Zum Argument, dass die Covid-Massnahmen Freiheiten beschränkt hätten, sagt er: Impfen und Zertifikatspflicht seien keine Einschränkung der Freiheit gewesen, sondern hätten der Gesellschaft wieder Freiheiten ermöglicht. «Es geht um internationale Kompatibilität», ergänzt Deplazes.

Rimoldi widerspricht: «Die Menschen sind unter massiven Druck gesetzt worden.» Tatsächlich hätten vor allem unter den Jungen Angststörungen zugenommen.

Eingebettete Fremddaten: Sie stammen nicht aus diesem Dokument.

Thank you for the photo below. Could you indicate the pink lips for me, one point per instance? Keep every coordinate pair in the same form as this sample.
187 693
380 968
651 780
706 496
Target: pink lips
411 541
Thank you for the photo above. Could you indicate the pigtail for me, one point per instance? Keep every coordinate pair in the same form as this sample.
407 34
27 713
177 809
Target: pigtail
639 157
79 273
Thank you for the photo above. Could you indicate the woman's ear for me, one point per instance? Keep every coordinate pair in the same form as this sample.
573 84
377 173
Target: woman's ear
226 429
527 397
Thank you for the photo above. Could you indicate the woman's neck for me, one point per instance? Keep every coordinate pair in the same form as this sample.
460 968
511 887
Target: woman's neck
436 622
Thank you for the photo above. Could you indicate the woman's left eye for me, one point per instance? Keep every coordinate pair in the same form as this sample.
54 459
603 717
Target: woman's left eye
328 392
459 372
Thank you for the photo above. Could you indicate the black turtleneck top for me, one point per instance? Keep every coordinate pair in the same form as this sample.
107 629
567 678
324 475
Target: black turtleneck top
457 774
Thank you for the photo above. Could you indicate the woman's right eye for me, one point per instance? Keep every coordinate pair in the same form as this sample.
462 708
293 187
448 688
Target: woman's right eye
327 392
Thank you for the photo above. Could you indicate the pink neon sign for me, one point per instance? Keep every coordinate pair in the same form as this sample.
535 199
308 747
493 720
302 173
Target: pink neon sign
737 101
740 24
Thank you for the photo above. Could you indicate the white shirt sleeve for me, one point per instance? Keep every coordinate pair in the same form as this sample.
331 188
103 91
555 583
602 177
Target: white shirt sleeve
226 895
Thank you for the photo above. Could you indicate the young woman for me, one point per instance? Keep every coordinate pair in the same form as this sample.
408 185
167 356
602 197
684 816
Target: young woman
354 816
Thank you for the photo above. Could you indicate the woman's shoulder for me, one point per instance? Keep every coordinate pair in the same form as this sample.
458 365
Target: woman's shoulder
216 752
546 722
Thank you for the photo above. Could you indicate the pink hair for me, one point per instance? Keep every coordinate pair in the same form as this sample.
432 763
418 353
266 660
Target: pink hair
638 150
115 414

Die Faktencheck-Redaktion erklärt, dass es wissenschaftlich nicht klar, ob die Massnahmen, die Pandemie per se oder beides zusammen für diese Entwicklung zuständig sei.

Im Juni geht es an den Wahlurnen also wieder um die Änderung des Covid-19-Gesetzes, welches das Notrecht des Bundes abgelöst hat. Ein Teil des Gesetzes ist bereits ausser Kraft, ein anderer Teil wurde bis Mitte 2024 verlängert. Sollte das Referendumskomitee an der Urne siegreich sein, würden diese Bestimmungen bereits Mitte Dezember 2023 ausser Kraft treten.